In their lawsuit against the Biden administration, The Daily Wire noted that, as an employer, it is simply not their job to enforce the federal government’s vaccine mandates.
“We’re not the enforcement arm of the federal government,” the conservative media company’s co-CEO Jeremy Boreing wrote at the time.
“Forcing Americans to choose between their livelihoods and their freedom is a grotesque abuse of power and we won’t be a party to it,” he also said. “We will not incur the cost of implementing this testing regime. We will not incur the liability of inserting ourselves into the private health decisions and information of our employees. Our company was founded to stand against tyranny, and we will.”
The COVID-19 pandemic has paved the way for unprecedented expansion of government power. From the moment they first told us to shut down our businesses, pull our kids out of school, cancel our family gatherings and sheath our faces in public, despite dubious evidence that such a practice would even be effective at preventing the spread of the virus, we have been whizzing down a very slippery slope.
In Europe, the pandemic has paved the way for two-tiered societies to emerge in countries like Germany and Austria, where less than a century ago, separating citizens based on their standing with the government led to some of the most horrific examples of tyranny the world has ever seen.
It wasn’t long ago that, here in the United States, those deemed unfit to reproduce by governing bodies were forcibly sterilized.
These oh-so-recent examples of government overreach and medical tyranny in the modern, western world were being conducted in the name of progress and the greater good, make no mistake.
Tyrants always have a supposedly good reason why they need to take more control over your life, to subject you to their supposedly infallible “science,” and engineer humanity according to their supposedly virtuous aims.

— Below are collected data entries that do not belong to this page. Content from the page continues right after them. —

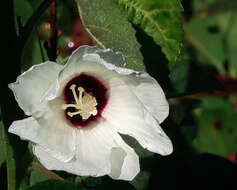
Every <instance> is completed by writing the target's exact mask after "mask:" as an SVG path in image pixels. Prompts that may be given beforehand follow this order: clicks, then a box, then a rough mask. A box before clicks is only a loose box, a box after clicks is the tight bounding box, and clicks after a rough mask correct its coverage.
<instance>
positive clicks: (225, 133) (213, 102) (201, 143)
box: [193, 98, 237, 157]
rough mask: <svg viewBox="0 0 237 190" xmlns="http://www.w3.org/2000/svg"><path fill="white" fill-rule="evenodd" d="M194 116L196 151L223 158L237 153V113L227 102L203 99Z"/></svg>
mask: <svg viewBox="0 0 237 190" xmlns="http://www.w3.org/2000/svg"><path fill="white" fill-rule="evenodd" d="M194 114H195V116H196V120H197V122H198V126H199V128H198V136H197V138H196V139H195V140H194V141H193V146H194V147H195V148H196V150H198V151H199V152H208V153H212V154H216V155H219V156H224V157H226V156H228V155H230V154H232V153H234V152H236V151H237V142H236V139H237V130H236V123H237V113H236V112H235V111H234V110H233V107H232V105H231V104H230V103H229V102H228V101H227V100H223V99H221V98H205V99H203V100H202V104H201V107H200V108H198V109H196V110H195V111H194Z"/></svg>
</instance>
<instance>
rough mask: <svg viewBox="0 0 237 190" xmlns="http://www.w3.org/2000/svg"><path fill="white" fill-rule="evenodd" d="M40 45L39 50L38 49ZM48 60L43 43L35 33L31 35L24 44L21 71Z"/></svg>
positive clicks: (25, 69)
mask: <svg viewBox="0 0 237 190" xmlns="http://www.w3.org/2000/svg"><path fill="white" fill-rule="evenodd" d="M40 43H41V44H40ZM40 45H41V48H40ZM44 59H45V61H46V60H48V56H47V53H46V50H45V48H44V47H43V41H42V40H40V39H39V37H38V35H37V34H36V33H32V34H31V35H30V37H29V39H28V40H27V42H26V45H25V47H24V49H23V52H22V56H21V70H22V71H26V70H28V69H29V68H30V67H31V66H32V65H36V64H40V63H42V62H43V61H44Z"/></svg>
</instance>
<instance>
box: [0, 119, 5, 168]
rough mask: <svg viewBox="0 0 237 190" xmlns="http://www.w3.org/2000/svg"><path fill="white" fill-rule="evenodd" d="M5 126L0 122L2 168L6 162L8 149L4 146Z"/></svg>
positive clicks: (0, 142) (0, 140)
mask: <svg viewBox="0 0 237 190" xmlns="http://www.w3.org/2000/svg"><path fill="white" fill-rule="evenodd" d="M3 133H4V126H3V123H2V121H0V150H1V154H0V167H1V165H2V164H3V163H4V162H5V161H6V148H5V145H4V136H3V135H4V134H3Z"/></svg>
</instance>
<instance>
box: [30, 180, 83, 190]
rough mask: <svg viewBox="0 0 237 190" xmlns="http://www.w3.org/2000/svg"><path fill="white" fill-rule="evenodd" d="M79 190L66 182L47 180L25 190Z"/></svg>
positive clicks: (71, 184)
mask: <svg viewBox="0 0 237 190" xmlns="http://www.w3.org/2000/svg"><path fill="white" fill-rule="evenodd" d="M43 189H50V190H80V189H81V188H77V186H76V185H75V184H73V183H71V182H68V181H59V180H47V181H43V182H40V183H37V184H35V185H33V186H32V187H30V188H27V189H26V190H43Z"/></svg>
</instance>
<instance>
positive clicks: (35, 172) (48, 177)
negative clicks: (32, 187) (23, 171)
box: [30, 170, 49, 186]
mask: <svg viewBox="0 0 237 190" xmlns="http://www.w3.org/2000/svg"><path fill="white" fill-rule="evenodd" d="M48 179H49V177H48V176H46V175H45V174H43V173H41V172H38V171H35V170H32V172H31V173H30V186H33V185H35V184H37V183H39V182H42V181H45V180H48Z"/></svg>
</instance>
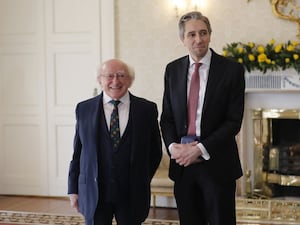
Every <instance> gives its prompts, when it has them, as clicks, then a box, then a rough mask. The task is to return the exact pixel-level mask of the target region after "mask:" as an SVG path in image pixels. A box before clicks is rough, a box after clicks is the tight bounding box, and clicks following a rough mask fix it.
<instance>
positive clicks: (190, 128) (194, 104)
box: [188, 63, 201, 135]
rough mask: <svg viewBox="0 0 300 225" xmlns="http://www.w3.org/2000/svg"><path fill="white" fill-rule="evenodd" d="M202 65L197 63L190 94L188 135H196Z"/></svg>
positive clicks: (194, 70) (192, 75) (189, 100)
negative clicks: (199, 76)
mask: <svg viewBox="0 0 300 225" xmlns="http://www.w3.org/2000/svg"><path fill="white" fill-rule="evenodd" d="M200 66H201V63H195V70H194V72H193V75H192V79H191V86H190V93H189V98H188V119H189V126H188V134H189V135H196V115H197V108H198V99H199V90H200V78H199V67H200Z"/></svg>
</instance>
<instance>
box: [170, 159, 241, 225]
mask: <svg viewBox="0 0 300 225" xmlns="http://www.w3.org/2000/svg"><path fill="white" fill-rule="evenodd" d="M203 163H205V162H203ZM203 163H197V164H193V165H190V166H188V167H185V168H184V169H183V173H182V176H181V178H180V179H179V180H178V181H175V185H174V194H175V199H176V203H177V207H178V213H179V219H180V225H208V224H209V225H236V214H235V192H236V181H235V180H233V181H228V182H224V181H222V182H221V181H219V180H218V179H216V178H215V177H213V176H211V175H210V174H209V171H207V168H206V167H205V165H203Z"/></svg>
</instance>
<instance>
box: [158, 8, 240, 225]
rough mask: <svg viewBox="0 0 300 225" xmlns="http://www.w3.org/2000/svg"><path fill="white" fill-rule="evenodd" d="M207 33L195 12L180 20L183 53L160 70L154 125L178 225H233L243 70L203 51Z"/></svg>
mask: <svg viewBox="0 0 300 225" xmlns="http://www.w3.org/2000/svg"><path fill="white" fill-rule="evenodd" d="M211 32H212V30H211V26H210V23H209V20H208V18H207V17H205V16H203V15H202V14H201V13H200V12H190V13H187V14H185V15H183V16H182V17H181V18H180V20H179V34H180V39H181V41H182V42H183V45H184V46H185V47H186V48H187V49H188V53H189V54H188V55H187V56H183V57H181V58H179V59H176V60H174V61H172V62H170V63H169V64H168V65H167V66H166V70H165V78H164V79H165V80H164V82H165V83H164V96H163V109H162V114H161V121H160V125H161V130H162V136H163V139H164V142H165V145H166V147H167V149H168V153H169V155H170V158H171V160H170V170H169V176H170V178H171V179H172V180H173V181H174V182H175V185H174V194H175V198H176V203H177V207H178V212H179V218H180V224H181V225H208V224H209V225H235V224H236V216H235V191H236V179H238V178H239V177H241V176H242V169H241V164H240V160H239V155H238V149H237V144H236V141H235V136H236V135H237V134H238V132H239V130H240V127H241V123H242V118H243V111H244V89H245V81H244V68H243V66H242V65H241V64H238V63H236V62H232V61H229V60H228V59H226V58H224V57H222V56H220V55H218V54H217V53H215V52H214V51H213V50H212V49H210V48H209V43H210V38H211ZM199 63H200V64H199Z"/></svg>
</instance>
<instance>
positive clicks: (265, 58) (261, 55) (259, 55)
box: [257, 53, 267, 63]
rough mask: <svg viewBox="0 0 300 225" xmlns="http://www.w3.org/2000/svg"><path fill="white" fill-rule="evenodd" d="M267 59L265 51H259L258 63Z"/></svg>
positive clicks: (260, 62) (257, 59)
mask: <svg viewBox="0 0 300 225" xmlns="http://www.w3.org/2000/svg"><path fill="white" fill-rule="evenodd" d="M266 60H267V55H266V54H265V53H261V54H259V55H258V56H257V61H258V62H259V63H262V62H265V61H266Z"/></svg>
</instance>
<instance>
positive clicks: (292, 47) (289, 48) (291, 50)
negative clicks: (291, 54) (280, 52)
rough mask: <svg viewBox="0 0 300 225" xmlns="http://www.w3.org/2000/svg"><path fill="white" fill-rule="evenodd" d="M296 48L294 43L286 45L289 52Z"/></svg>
mask: <svg viewBox="0 0 300 225" xmlns="http://www.w3.org/2000/svg"><path fill="white" fill-rule="evenodd" d="M294 49H295V47H294V45H288V46H287V47H286V50H288V51H289V52H292V51H294Z"/></svg>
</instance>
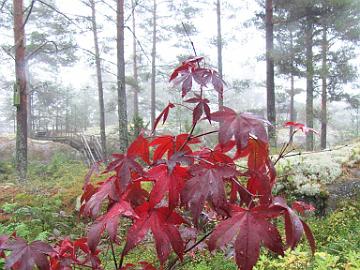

You’ve heard the one about how to cook a frog, right? If you slowly increase the temperature of the water, the unwitting little amphibian never has any idea he’s heading slowly toward his demise until it is far too late.
What you’re being told is a perfectly lawful, sensible measure to further stop the spread of a disease has been used as an excuse to bring back fascism to Europe and turn American cities into microcosm “papers, please” societies. This is most certainly much, much more than “just” a vaccine mandate.
It’s a critical step towards an illiberal future that we might never be able to find our way out of if we allow this to continue.